Se o real é, para nós humanos, essa escavação ao infinito, ele também é o inapelável, o irrecorrível, aquele do qual só podemos nos defender por meio da simbolização, da imaginação, da ficção, do sonho, da utopia, da atividade criadora. Inapelavelmente é real que o tempo, essa matéria abstrata à qual nos dedicamos, esse ser etéreo que se materializa em nossas narrativas historiadoras, nos levou outros companheiros, outros amigos queridos, que tiveram também importância decisiva para a afirmação desta entidade, que hoje só podem comparecer a esta comemoração como ausência e como verbo. Só as palavras, só a evocação de seus nomes e de seus feitos, atribuição social dada a nós historiadores, podem, por instantes, trazer até nós suas presenças amadas: Afonso Carlos Marques dos Santos, um entusiasta e uma constante na vida desta entidade; Alcir Lenharo, idealizador do Fórum de Pós-Graduação; Manoel Luiz Salgado Guimarães, o presidente que me antecedeu, criador do Prêmio Teses da Anpuh, que agora leva seu nome. Nomes que tornam mais patentes as antinomias da memória, as ambiguidades do gesto comemorativo, porque neles se misturam a alegria da lembrança, do reencontro, mesmo que fugaz, e a tristeza da constatação da perda. Por isso mesmo, não comemoramos apenas para lembrar, para recordar, para presentificar o passado, comemoramos também para fazer o luto, para ressignificarmos o que se passou. Cada comemoração é um esforço de, ao ritualizarmos um fato, um feito, um ser, construir mais uma camada de sentido que, a pretexto de aproximá-los, trazê-los até nós, sirva como mais um anteparo, como uma película protetora contra a realidade do objeto da comemoração, realidade que é a sua finitude, o seu ser passado. Comemoramos para nos proteger do que é comemorado, para poeticamente fazer da saudade esperança. Comemora-se o fim da Segunda Guerra Mundial para, a cada ano, tentarmos cicatrizar as feridas monstruosas e doloridas que ela deixou. Cada comemoração é uma tentativa de explicação, é mais uma chance para a compreensão daquilo que é o real: a dor, a tragédia, a morte, o acontecimento.

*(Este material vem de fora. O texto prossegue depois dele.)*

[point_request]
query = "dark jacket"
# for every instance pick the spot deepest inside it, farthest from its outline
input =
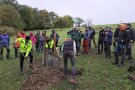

Mas se a comemoração, desde a antiguidade, convoca o discurso épico, aquele que instala eventos e pessoas no campo do heroico, neste discurso de comemoração não poderia deixar de nomear outros heróis de nossa entidade, particularmente as heroínas, já que a Anpuh foi sempre marcada pela atuação destacada das mulheres, espaço de cidadania feminina que foi por elas conquistado com muitas lutas e com muitos esforços. Como dissociar a Anpuh da atuação de Maria Helena Rolim Capelato, referência profissional e ética em nossa comunidade, a generosidade em pessoa? Da atuação de Raquel Glezer, que me deu a honra de aceitar ser vice-presidente da entidade na gestão que presido e que ajudou a pôr de pé este evento? Da atuação de Sylvia Bassetto, que esteve à frente da organização deste grandioso Simpósio que iniciamos hoje? Da atuação de Maria Stella Bresciani; Eni de Mesquita Samara; de Sandra Jatahy Pesavento; de Zilda Márcia Grícoli Iokoi; de Maria Lígia Coelho Prado; Lana Lage da Gama Lima e de tantas outras que não poderei nomear, mas que também constituem a alma dessa entidade? Mas a Anpuh também tem seus heróis masculinos: como pensar um Simpósio da Anpuh sem a alegria e presença de Luiz Carlos Soares; sem Edgar Salvadori de Decca; sem Arnaldo Contier; sem o trabalho de Holien Gonçalves Bezerra, José Miguel Arias Neto e tantos outros, que levaram esta entidade ao patamar em que se encontra? Como heróis e heroínas já se inscreveram no campo da imortalidade, na memória da entidade já figuram como monumentos.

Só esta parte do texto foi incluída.